Lectura orante del Evangelio: Juan 3,16-18
¿Quién podrá escribir lo que, a las almas amorosas, donde él mora, hace entender? ¿Y quién podrá manifestar con palabras lo que les hace sentir? ¿Y quién, finalmente, lo que las hace desear? (San Juan de la Cruz, cántico).
Tanto amó Dios al mundo que entregó a su Unigénito.
El Padre nos dice su amor enviándonos a su Hijo. En el colmo de la entrega nos dice: Soy tuyo y para ti, y gusto de ser tal cual soy por ser tuyo y para darme a ti (San Juan de la Cruz). Jesús lleva dentro este secreto de amor, y su pasión es contarlo a todos. Hoy contemplamos este misterio con María en el corazón de la Iglesia. Lo hacemos unidos a las hermanas y hermanos contemplativos, escondidos y presentes en todo dolor de la humanidad; ellos han descubierto que el amor es la forma más bella de contar a Dios al mundo.
¡Bendito seas, Padre, por siempre jamás! ¡Qué cosa es el amor que nos tienes!
Para que todo el que cree en él no perezca.

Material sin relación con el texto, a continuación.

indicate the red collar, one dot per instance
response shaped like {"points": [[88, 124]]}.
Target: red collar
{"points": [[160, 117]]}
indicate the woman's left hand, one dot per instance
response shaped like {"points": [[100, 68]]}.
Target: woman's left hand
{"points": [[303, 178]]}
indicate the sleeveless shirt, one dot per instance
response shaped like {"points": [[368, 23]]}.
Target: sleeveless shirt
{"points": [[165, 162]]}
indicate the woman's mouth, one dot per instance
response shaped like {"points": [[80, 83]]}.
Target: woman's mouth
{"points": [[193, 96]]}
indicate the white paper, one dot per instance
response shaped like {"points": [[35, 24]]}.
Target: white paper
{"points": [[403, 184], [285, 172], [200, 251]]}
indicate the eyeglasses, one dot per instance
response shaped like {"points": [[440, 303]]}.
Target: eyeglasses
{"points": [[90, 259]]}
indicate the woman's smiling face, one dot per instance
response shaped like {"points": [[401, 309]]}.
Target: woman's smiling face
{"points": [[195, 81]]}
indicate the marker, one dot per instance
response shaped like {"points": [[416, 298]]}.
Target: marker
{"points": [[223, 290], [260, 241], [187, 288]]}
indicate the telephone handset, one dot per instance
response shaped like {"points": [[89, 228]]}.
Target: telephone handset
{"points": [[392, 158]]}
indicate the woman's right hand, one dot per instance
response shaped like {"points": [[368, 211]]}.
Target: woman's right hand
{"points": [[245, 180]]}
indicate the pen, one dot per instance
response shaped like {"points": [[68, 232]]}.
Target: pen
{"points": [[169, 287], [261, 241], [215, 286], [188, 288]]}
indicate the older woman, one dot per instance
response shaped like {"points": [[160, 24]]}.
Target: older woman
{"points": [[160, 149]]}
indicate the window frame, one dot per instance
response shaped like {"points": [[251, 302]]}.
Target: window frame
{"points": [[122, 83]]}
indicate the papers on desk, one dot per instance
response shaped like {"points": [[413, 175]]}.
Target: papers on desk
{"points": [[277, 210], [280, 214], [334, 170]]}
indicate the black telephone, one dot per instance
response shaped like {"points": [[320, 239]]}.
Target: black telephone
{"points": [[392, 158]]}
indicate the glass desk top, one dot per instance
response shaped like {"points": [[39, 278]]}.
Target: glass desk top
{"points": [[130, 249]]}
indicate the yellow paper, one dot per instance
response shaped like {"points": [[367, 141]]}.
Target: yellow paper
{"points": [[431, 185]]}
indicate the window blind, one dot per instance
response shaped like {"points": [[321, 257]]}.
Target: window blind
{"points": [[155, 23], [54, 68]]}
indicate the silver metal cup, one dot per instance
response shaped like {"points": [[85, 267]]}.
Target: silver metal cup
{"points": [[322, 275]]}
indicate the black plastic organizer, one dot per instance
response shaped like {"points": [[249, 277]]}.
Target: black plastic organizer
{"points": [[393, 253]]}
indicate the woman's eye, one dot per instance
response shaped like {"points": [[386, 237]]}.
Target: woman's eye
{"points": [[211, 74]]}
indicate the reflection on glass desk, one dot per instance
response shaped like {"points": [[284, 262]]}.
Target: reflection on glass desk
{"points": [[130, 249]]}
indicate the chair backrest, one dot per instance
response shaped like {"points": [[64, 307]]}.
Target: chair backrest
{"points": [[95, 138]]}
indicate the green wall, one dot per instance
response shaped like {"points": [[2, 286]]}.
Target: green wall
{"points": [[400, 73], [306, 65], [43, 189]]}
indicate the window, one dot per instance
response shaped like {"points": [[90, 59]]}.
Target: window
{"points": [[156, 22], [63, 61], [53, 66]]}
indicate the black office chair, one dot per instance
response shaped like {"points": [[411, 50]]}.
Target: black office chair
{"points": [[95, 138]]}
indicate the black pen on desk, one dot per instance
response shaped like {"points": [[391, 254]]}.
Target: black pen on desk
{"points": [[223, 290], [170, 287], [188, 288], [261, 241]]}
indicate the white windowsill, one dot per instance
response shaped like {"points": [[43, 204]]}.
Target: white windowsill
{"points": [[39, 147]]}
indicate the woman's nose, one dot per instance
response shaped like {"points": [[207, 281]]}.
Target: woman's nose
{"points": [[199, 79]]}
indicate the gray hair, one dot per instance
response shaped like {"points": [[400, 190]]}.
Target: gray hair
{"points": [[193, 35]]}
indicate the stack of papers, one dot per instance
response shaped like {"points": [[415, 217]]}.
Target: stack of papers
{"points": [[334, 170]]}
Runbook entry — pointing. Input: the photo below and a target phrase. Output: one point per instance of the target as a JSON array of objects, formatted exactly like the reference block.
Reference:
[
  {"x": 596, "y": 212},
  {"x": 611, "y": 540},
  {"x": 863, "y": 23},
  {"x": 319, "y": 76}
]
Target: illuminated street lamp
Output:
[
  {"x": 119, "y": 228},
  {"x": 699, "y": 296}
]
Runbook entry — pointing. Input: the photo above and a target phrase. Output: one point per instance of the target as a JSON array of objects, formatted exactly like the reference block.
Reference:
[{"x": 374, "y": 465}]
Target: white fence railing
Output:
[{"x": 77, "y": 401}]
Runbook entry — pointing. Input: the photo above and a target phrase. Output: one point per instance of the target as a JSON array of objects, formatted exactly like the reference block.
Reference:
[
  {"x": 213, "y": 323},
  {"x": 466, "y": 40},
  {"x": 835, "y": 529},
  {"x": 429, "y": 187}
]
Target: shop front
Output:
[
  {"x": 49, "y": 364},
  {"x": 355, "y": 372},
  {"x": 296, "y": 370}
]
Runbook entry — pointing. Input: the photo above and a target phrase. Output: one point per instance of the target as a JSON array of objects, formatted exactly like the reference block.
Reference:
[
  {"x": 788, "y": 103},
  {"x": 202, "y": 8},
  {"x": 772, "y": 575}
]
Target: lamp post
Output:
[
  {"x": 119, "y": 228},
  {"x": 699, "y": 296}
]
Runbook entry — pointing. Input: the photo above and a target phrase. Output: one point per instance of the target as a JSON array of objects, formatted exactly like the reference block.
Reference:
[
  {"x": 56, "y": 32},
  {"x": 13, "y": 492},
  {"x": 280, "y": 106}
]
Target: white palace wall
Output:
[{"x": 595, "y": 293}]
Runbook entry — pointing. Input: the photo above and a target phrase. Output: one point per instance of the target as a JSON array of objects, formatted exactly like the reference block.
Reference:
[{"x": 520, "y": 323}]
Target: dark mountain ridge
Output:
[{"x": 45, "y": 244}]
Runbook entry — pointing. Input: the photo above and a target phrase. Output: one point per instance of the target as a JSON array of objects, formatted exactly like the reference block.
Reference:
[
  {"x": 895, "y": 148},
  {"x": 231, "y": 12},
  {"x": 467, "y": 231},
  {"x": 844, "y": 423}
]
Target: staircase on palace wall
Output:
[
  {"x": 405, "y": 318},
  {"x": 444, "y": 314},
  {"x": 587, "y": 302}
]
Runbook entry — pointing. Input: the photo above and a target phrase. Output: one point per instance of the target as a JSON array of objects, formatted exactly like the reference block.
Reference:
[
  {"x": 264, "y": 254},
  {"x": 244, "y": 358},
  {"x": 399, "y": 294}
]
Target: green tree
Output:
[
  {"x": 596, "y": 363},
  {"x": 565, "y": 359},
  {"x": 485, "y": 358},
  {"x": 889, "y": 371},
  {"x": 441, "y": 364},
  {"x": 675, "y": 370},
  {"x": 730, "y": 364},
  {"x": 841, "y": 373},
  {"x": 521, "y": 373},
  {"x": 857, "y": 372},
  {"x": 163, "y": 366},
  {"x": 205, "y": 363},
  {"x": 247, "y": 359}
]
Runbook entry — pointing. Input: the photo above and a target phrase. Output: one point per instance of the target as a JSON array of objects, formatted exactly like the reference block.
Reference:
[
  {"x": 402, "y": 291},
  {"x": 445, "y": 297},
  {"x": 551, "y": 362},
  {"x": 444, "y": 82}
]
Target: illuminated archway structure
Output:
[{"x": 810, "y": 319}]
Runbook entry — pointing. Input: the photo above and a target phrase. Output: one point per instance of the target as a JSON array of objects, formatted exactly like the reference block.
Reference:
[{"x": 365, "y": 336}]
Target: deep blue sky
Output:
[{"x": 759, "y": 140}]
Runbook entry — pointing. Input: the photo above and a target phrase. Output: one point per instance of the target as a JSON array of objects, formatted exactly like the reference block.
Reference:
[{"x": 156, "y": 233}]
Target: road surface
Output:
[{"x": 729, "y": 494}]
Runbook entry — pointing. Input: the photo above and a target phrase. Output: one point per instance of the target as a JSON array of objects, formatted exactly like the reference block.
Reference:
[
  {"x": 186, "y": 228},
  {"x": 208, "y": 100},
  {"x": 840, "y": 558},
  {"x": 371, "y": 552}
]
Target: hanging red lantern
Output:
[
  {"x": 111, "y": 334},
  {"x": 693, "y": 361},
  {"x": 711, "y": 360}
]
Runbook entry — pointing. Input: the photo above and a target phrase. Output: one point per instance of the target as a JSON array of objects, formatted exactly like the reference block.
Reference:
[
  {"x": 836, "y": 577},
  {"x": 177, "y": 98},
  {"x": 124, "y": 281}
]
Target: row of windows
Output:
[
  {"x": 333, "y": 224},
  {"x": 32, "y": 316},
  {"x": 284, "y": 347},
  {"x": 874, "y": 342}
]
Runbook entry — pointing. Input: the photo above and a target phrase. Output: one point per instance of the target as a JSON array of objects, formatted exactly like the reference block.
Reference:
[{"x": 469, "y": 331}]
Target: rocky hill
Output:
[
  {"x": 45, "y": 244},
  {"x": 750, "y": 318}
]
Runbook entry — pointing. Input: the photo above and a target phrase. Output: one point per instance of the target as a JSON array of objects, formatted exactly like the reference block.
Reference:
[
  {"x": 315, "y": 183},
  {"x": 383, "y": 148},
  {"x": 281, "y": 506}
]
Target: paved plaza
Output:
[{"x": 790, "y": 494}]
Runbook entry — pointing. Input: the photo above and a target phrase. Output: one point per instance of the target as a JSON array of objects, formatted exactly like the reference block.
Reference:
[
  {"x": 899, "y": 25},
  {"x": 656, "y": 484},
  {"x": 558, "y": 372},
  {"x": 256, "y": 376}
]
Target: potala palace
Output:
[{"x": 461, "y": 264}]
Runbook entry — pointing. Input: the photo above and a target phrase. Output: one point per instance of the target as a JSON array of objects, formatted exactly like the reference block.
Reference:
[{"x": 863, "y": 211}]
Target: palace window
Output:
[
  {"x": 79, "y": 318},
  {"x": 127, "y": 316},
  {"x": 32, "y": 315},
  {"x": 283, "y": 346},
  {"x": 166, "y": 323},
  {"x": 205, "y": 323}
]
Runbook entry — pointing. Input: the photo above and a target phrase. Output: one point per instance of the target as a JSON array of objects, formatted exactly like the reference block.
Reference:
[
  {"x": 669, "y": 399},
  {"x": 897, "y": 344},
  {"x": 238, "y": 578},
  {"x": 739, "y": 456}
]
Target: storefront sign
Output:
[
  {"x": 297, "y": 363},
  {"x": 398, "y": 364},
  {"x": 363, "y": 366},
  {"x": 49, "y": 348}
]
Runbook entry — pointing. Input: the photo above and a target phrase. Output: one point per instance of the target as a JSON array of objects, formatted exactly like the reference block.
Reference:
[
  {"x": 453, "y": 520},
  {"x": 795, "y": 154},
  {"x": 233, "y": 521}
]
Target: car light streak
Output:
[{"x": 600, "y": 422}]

Jesús muestra el amor dándonos al Padre, alimenta nuestra esperanza descubriéndonos la misericordia entrañable del Padre. Es tan amigo de amar que no se le pone cosa por delante que se lo impida: se hace a nuestra medida, se junta con nosotros, se hace nuestro amigo, se viste del color de nuestra tierra. ¿Cómo no creer? ¿Cómo no abrir de par en par el corazón a la Trinidad, que busca su morada en nuestra interioridad y la convierte en fiesta de comunicación, de adoración y silencio? Contemplamos este misterio con María, que conserva el amor en el corazón para la vida del mundo.
¡Bendito seas, Jesús!
Sino que tenga vida eterna.
El Espíritu Santo, encendiendo en nuestro corazón una llama de amor viva, nos descubre que el amor lo es todo. Él hace posible que podamos comunicarnos con el Padre y con el Hijo. Él convierte nuestra interioridad en una fiesta de silencio y adoración. Con sus dones nos enamora de la Trinidad y de la nueva humanidad, nos hace gustar la vida siempre nueva que se nos regala. Cuando descubrimos su presencia amorosa y dejamos que actúe y guíe nuestra vida, el miedo se va, sale la luz, brota el amor confiado. Nos sentimos unidos a los contemplativos que saborean sin prisa esta buena noticia como un anticipo del banquete del Reino.
¡Espíritu Santo! Todo lo tuyo a vida eterna sabe.
Porque Dios no mandó su Hijo al mundo para juzgar al mundo, sino para que el mundo se salve por él.
Jesús no ha venido a juzgar sino a salvar. Quien mira la vida con el corazón de Jesús sabe ver a Dios en todo. Esta es la mirada que los contemplativos regalan al mundo. Ven a la persona más allá de sus errores, ven hermanos más allá de las fragilidades, ven esperanza en medio de toda pandemia, irradian la alegría de vivir el Evangelio según la gracia del Espíritu. Ellos, con María en medio, nos enseñan a ser misterio de comunión y de acogida, donde los más pobres y marginados encuentran ternura y se sienten hijos de Dios.
¡Oh Dios mío, Trinidad a quien adoro! ¡Oh mis Tres, mi todo, mi eterna bienaventuranza, soledad infinita, inmensidad donde me pierdo! (Isabel de la Trinidad).